Although some folks might consider the Great Depression ancient history, to anyone who lived through that time, the memories remain vivid. Using her own childhood during that period as inspiration, Anne S. Cottle chronicles the lore and life of the federal project where she grew up in Pender County.
Cottle starts with the history of the land where Penderlea is located and tells how the place came to be chosen as the first federally sponsored experimental farming project in 1933. From there, she explains how the thousands of acres the project covered were prepared for construction of the farm houses, barns, and outbuildings that made up each homestead.
Of course, the human element at Penderlea formed the soul of the place, and Cottle captures that aspect to perfection.
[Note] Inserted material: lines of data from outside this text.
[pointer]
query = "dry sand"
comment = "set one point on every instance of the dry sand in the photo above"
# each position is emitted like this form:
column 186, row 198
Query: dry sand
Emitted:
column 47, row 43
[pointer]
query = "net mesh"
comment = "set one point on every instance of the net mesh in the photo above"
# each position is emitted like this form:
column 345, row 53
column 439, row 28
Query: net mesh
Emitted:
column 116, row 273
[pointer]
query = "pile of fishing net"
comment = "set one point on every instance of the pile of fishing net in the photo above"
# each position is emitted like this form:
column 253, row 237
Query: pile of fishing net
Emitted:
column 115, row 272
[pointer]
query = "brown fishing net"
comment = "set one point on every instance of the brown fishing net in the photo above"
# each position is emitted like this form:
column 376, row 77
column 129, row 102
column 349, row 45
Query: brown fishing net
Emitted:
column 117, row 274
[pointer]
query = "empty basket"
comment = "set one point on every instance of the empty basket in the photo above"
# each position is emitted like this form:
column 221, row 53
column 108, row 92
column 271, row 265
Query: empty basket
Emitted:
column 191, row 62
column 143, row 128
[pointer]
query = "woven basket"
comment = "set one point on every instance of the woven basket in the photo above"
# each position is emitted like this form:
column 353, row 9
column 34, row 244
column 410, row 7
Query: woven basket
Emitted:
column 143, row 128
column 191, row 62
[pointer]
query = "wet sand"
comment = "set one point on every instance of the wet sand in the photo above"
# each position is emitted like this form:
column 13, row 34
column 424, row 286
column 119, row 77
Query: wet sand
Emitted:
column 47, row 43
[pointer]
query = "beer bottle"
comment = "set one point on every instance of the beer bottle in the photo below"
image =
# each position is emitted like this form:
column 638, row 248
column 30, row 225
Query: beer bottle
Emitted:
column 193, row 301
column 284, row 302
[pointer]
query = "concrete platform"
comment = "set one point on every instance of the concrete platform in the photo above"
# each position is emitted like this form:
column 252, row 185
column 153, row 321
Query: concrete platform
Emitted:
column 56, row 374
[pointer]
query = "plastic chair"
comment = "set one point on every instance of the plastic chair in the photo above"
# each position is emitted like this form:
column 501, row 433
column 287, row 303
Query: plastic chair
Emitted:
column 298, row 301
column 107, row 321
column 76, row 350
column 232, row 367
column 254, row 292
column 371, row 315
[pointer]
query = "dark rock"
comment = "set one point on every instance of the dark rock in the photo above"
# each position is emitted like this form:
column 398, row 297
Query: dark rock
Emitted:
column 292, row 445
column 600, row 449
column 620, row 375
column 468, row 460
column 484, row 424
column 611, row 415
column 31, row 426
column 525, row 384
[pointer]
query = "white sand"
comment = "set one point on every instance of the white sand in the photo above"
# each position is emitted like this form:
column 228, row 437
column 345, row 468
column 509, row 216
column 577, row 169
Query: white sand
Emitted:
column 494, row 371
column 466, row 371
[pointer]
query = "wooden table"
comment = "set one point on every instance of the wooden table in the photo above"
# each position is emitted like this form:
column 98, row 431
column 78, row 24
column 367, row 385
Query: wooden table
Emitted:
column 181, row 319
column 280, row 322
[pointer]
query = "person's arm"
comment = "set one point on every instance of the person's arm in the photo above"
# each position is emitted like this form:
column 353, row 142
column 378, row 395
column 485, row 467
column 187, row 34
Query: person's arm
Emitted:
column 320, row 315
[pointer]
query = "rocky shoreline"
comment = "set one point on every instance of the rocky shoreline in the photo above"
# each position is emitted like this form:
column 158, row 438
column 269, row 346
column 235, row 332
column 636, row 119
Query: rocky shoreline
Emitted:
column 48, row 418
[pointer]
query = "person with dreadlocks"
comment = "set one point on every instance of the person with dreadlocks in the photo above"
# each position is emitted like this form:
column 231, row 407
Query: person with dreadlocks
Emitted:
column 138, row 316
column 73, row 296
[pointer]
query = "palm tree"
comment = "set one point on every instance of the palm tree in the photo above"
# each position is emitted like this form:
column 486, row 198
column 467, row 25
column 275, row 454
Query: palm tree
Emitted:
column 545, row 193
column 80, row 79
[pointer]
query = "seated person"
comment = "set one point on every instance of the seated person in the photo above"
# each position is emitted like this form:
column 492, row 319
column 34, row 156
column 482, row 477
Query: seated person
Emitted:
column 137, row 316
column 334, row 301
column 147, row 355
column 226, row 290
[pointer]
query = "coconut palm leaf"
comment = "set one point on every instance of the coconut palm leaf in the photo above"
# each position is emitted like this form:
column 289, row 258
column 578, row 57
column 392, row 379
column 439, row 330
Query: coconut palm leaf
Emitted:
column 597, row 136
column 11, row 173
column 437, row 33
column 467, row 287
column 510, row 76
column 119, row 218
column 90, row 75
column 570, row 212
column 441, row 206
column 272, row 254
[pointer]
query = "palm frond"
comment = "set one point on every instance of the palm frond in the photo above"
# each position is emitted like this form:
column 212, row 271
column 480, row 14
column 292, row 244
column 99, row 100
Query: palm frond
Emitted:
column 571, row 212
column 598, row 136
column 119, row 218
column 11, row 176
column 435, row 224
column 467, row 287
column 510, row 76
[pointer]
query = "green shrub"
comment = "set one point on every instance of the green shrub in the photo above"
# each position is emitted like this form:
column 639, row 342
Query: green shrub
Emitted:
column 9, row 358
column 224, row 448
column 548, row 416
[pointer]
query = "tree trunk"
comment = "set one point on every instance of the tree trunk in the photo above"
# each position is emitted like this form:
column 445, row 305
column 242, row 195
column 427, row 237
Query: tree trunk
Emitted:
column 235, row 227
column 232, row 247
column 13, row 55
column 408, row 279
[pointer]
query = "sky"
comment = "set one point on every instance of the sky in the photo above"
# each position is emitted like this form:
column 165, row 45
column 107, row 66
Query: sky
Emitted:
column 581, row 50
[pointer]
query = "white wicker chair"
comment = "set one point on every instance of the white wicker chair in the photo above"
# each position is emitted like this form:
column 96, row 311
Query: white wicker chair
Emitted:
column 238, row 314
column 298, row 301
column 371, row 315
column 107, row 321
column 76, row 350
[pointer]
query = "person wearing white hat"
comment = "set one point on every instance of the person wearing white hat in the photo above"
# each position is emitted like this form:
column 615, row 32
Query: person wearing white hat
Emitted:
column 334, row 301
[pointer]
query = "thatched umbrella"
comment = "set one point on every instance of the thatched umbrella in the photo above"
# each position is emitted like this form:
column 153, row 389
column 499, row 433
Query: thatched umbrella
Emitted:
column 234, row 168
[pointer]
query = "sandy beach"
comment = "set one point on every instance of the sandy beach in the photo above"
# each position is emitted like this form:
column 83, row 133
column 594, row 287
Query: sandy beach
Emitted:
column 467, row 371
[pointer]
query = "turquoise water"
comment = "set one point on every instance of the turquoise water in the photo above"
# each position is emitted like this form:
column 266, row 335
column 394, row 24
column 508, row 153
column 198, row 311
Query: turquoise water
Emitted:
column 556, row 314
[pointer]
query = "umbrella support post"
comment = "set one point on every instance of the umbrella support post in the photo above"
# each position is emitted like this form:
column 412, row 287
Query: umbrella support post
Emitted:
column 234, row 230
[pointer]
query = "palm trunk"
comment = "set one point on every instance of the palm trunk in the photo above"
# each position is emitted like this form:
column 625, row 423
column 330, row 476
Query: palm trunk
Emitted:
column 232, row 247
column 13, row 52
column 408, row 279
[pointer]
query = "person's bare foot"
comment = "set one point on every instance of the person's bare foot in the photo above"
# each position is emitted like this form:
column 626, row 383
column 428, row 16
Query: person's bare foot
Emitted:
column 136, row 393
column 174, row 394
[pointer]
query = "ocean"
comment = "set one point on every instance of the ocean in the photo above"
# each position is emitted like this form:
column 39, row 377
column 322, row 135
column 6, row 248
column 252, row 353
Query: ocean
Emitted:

Combining personal recollections of Penderlea with plenty of good old-fashioned research, Cottle has crafted a collection of photographs and memories in The Roots of Penderlea that illustrates the way residents worked, worshipped, and watched out for each other.
With 75 years having passed since Penderlea and the New Deal got off the ground, Cottle thoughtfully provides an update on the more recent social and economic changes that have occurred there. As she points out, the place is still on the map, literally and figuratively, astride N.C. Highway 11 in northwestern Pender County.
Covering a unique corner of North Carolina history and geography, The Roots of Penderlea is an interesting look at a time when cash was short but character and kindness were in plentiful supply.